Whipped egg whites can provide a comprehensive structure to baked goods. Whipping the whites creates tiny air pockets. This method is used for a variety of baked goods including fluffy soufflés and buttery, soft pancakes. The amount of eggs used as a baking powder substitute depends on the recipe. Dense cakes will require more egg whites than light pancakes or waffles.

To prepare the egg whites, whip the egg whites with a hand-held beater until they are foamy (this should take about two minutes) and slowly increase the speed until stiff peaks are formed (as seen in the picture above). A stand mixer with a whisk attachment can also be used. When adding the whipped egg whites back into the batter, be sure to avoid over-mixing. Over mixing will beat the air out of the egg whites, rendering them useless in promoting a proper rise (the whole reason you're doing this).

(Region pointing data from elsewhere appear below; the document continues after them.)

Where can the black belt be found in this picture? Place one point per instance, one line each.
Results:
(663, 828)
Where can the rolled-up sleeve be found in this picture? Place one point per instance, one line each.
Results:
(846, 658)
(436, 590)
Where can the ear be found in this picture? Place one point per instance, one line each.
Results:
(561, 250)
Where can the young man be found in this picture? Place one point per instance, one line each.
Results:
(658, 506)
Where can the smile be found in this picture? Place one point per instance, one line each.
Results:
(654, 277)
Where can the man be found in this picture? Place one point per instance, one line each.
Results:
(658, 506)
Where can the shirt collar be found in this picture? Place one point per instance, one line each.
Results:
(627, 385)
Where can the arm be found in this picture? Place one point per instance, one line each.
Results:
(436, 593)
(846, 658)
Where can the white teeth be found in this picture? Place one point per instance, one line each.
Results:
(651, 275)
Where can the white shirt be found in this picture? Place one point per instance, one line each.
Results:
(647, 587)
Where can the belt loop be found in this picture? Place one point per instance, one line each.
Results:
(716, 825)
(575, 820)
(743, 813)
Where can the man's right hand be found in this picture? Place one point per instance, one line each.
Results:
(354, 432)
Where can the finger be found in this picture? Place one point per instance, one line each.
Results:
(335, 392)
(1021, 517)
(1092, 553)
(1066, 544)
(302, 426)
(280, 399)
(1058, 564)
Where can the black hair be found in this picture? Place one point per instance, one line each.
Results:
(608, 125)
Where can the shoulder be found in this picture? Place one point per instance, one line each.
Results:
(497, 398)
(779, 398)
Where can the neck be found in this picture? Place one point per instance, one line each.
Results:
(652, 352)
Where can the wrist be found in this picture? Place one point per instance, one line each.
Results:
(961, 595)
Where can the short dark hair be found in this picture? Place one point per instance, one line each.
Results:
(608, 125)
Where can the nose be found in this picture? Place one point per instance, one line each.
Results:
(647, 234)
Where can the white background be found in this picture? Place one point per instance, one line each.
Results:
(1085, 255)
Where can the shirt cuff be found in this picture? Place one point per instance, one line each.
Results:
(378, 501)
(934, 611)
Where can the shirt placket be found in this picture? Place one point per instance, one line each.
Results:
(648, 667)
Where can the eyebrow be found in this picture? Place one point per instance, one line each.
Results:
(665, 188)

Skip the leavener altogether

Leavening agents are an integral part of baking a well-risen and well-textured baked good. While a baker can omit a leavener like baking powder from cookie dough and still bake a cookie, the resulting cookie will be dense and hard rather than soft and pillowy.

The only thing more important than making sure baking powder is present in a recipe is making sure the baking powder is still "good." According to Utah State University, baking powder typically lasts between a year and six months to two years. However, the ingredients in baking powder are sensitive to moisture and humidity, so the baking powder can expire quickly if it is kept in a damp cabinet. Moreover, a baker can test if baking powder is still good by adding ½ teaspoon of baking powder to ¼ cup of boiling water. If the mixture bubbles, the can is still good! If the baking powder falls flat, throw the can in the trash and try one of the substitutes listed above.